Il volo della cicogna di Giovanni Monchiero
Domani a Milano ci sarà una manifestazione promossa dal sindaco di Torino, con altri colleghi, per
contestare le iniziative dei Prefetti che hanno bloccato la registrazione allo Stato Civile dei figli di
coppie omoaffettive (come si usa dire oggi: la parola omosessuale sta per essere bandita dal
lessico) e sollecitare una iniziativa legislativa che risolva il problema. Oggetto di contestazione
sarà, ovviamente, anche la decisione della Commissione Politiche Europee del Senato che ha
respinto, in settimana, la proposta di regolamento elaborata dall’unione. Il sindaco di Milano, che
pure era stato il primo a protestare, non ci sarà. Spero perché convinto della estrema difficoltà di
disciplinare la materia.
Come si tocca questo argomento ci si perde in conflitti etici, animati da opposti pregiudizi. E la
legislazione che ne scaturisce rischia di risultare velleitaria. Ad esempio, è vietata, in Italia, la
fecondazione eterologa assistita alle coppie omosessuali femminili, divieto che può essere
facilmente aggirato all’estero e la gravidanza spiegata con una fecondazione eterologa naturale,
praticata, con successo, dalla notte dei tempi.
A volte anche alla luce del sole. Ci narrano le cronache che la giovane Caterina di Russia, che
passerà alla storia come “la Grande”, sposata a uno zar poco interessato alle donne e per nulla
atto alla procreazione, fosse formalmente sollecitata dalla suocera a provvedere, con chicchessia,
alle esigenze dinastiche. Cosa che naturalmente fece con successo e che le spianò la strada al
potere assoluto, con l’eliminazione dell’inutile coniuge.
Molto più complesso il caso del ricorso al cosiddetto “utero in affitto”, pratica diffusa in molti
paesi, compresi quelli ricchi in cui abbondano i poveri. Riferisce oggi “La Stampa” che in California
ci siano agenzie che pensano a tutto, curando ogni dettaglio legale e sanitario, per la modica cifra
di 75.000 dollari, di cui 15.000 vanno alla gestante.
A me sembra quasi incredibile che sessantacinque anni dopo la legge Merlin, che vietò lo
sfruttamento della prostituzione da parte dello Stato (che ne deteneva il monopolio) e,
ovviamente dei privati, molti vogliano legalizzare questa forma di sfruttamento della donna e
spero che la legislazione italiana non si pieghi a riconoscerne la liceità. Ma qui siamo ancora nel
campo del diritto ispirato all’etica, per sua natura mutevole e, talvolta, divisiva.
Torniamo dunque al punto di partenza, a quella registrazione dei neonati allo Stato Civile oggetto
del conflitto fra Prefetti e Sindaci.

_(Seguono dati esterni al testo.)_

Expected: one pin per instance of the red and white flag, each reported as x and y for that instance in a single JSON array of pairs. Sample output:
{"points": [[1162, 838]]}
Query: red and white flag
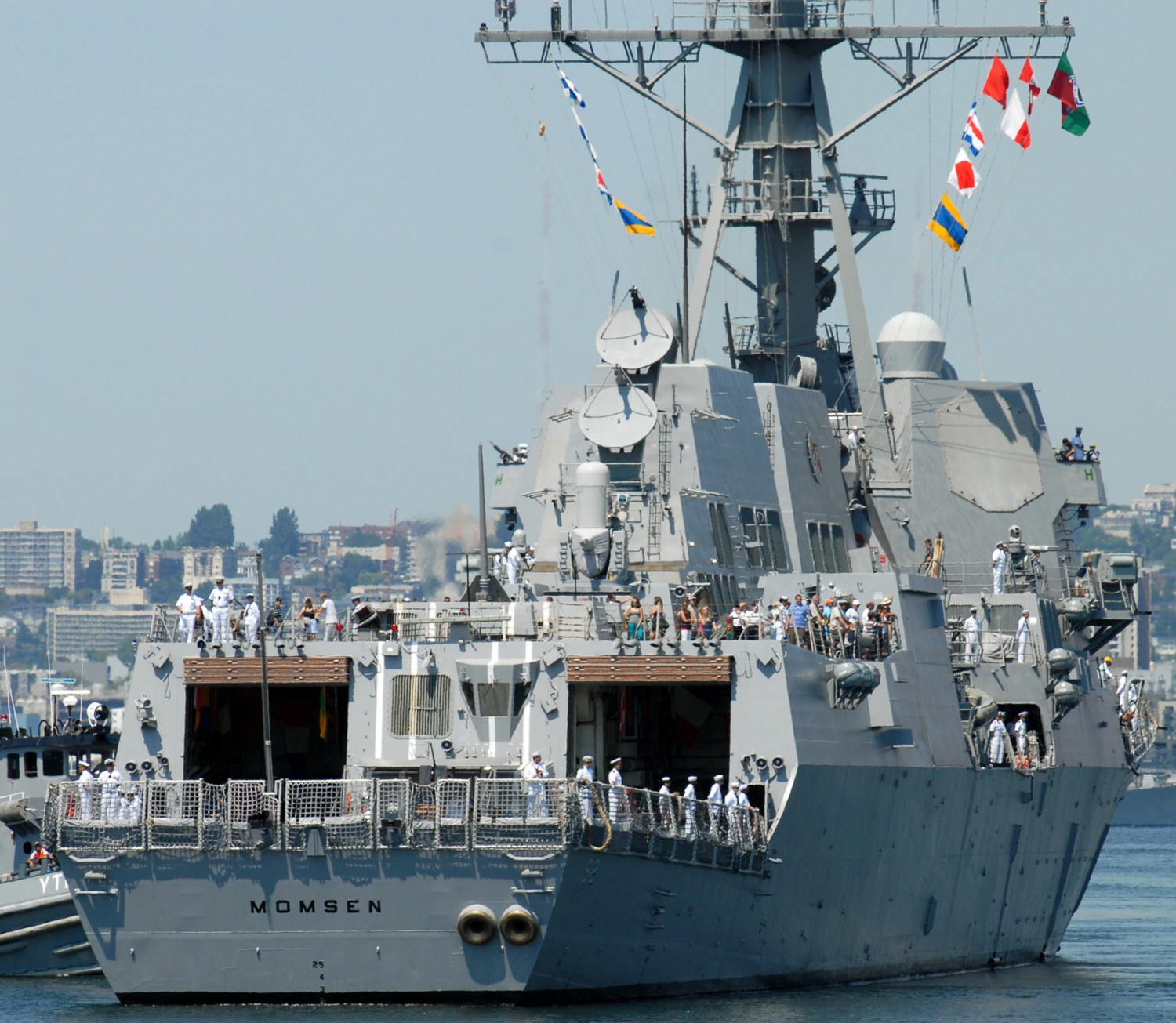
{"points": [[964, 176], [1029, 80], [1014, 124], [996, 86]]}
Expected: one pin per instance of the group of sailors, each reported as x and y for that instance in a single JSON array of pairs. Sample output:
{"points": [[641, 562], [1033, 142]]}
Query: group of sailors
{"points": [[214, 623], [512, 562], [837, 626], [103, 797], [999, 740], [722, 816]]}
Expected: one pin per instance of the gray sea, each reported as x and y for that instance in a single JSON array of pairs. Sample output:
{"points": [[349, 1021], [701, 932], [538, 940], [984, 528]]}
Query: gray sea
{"points": [[1117, 963]]}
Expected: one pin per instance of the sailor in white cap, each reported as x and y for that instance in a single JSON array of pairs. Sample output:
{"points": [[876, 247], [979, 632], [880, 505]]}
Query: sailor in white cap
{"points": [[715, 799], [221, 600], [689, 794], [586, 778], [971, 637], [536, 792], [108, 785], [615, 789], [1022, 637], [86, 787], [666, 806], [514, 564], [252, 620], [187, 608], [1021, 733], [996, 738]]}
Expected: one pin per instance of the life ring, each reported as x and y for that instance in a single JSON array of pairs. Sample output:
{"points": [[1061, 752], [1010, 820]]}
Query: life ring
{"points": [[475, 924], [519, 926]]}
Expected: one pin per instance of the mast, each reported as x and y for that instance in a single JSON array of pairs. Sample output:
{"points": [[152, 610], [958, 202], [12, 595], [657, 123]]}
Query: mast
{"points": [[767, 181]]}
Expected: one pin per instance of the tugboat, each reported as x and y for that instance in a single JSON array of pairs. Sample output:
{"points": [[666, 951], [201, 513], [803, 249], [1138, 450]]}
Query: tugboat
{"points": [[835, 753], [40, 931]]}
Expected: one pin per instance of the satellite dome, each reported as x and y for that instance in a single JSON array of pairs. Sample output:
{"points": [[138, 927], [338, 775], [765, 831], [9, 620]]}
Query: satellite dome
{"points": [[910, 347]]}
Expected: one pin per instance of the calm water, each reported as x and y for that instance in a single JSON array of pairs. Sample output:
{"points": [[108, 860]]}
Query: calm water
{"points": [[1117, 963]]}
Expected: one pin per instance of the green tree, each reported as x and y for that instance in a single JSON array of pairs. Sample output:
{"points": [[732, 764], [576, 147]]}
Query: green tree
{"points": [[166, 589], [282, 539], [212, 527]]}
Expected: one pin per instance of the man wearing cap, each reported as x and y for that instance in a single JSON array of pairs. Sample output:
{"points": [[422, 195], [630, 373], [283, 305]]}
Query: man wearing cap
{"points": [[1000, 560], [1022, 637], [996, 736], [86, 787], [108, 785], [586, 778], [1021, 734], [853, 619], [797, 622], [221, 600], [666, 806], [536, 792], [514, 564], [187, 608], [689, 808], [329, 618], [40, 856], [615, 789], [715, 800], [971, 637], [252, 620]]}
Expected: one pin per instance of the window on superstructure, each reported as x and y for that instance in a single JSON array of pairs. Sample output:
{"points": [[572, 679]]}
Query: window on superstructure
{"points": [[841, 557], [776, 541], [420, 706], [752, 543], [720, 534]]}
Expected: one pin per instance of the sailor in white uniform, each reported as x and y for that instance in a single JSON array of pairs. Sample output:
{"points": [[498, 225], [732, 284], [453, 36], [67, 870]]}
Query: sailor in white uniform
{"points": [[615, 790], [221, 600], [1021, 733], [689, 794], [585, 780], [1022, 637], [715, 799], [1000, 559], [536, 792], [187, 608], [971, 637], [86, 787], [666, 806], [514, 564], [108, 785], [996, 736], [252, 620]]}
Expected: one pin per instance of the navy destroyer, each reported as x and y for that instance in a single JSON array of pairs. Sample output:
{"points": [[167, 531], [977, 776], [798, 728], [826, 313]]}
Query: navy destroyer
{"points": [[420, 811]]}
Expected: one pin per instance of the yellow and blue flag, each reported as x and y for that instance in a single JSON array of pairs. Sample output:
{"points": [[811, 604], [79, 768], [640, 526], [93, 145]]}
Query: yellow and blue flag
{"points": [[948, 223], [634, 223]]}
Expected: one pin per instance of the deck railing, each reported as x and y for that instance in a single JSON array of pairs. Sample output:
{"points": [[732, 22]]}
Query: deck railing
{"points": [[92, 818]]}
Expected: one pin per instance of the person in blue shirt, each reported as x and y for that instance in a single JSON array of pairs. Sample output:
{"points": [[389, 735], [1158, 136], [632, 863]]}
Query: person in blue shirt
{"points": [[797, 622]]}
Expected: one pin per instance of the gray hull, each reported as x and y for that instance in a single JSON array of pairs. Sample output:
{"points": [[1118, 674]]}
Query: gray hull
{"points": [[966, 877], [40, 931], [1154, 807]]}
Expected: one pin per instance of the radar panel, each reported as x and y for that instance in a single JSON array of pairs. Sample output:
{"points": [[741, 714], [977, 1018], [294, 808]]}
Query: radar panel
{"points": [[619, 416], [634, 339]]}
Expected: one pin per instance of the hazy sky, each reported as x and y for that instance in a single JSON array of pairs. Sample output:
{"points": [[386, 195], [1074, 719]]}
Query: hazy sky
{"points": [[296, 253]]}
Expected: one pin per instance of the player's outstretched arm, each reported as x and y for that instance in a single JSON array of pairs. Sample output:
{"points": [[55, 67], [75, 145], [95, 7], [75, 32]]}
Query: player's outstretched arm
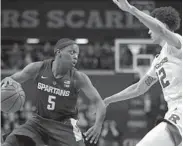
{"points": [[150, 22], [27, 73], [132, 91], [84, 83]]}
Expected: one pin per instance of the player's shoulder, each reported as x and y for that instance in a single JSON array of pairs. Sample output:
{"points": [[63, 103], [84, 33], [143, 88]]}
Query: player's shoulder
{"points": [[80, 75], [179, 36], [35, 65]]}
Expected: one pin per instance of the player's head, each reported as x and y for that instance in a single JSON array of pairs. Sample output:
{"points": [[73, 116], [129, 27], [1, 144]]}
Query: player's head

In molti Comuni è invalso l’uso di iscrivere il bimbo o la bimba
(precisazione, superflua per la grammatica italiana, che il politically correct ritiene indispensabile)
come figlio di due padri o di due madri. Circostanza, ad ogni evidenza, non veritiera.
Per non turbare le menti dei fanciulli, si usava, ai miei tempi e dalle mie parti, raccontare loro che
erano nati sotto un cavolo; altrove si preferiva la più poetica immagine della cicogna. Ben presto la
realtà prevaleva su questa ingenua mistificazione, trasferita, con Babbo Natale e la Befana,
nell’armadio delle credenze infantili riposte per sempre. Dovremmo oggi accettare che i
documenti che tutelano la civile convivenza rispondano alla logica delle favole?
La veridicità è l’essenza di ogni registro pubblico, su tutti proprio lo Stato Civile. L’ufficiale
responsabile deve formalizzare, per ogni futura necessità, dove, quando e da chi siamo nati,
tralasciando i dati eventualmente non noti. Ma non può scrivere un fatto non vera. Violerebbe
l’art. 476 del Codice Penale che definisce, e punisce, il falso ideologico.
Nella società liquida dove l’etica è del tutto soggettiva e la parola verità è guardata con sospetto,la burocrazia rimane, dunque, l’ultimo baluardo.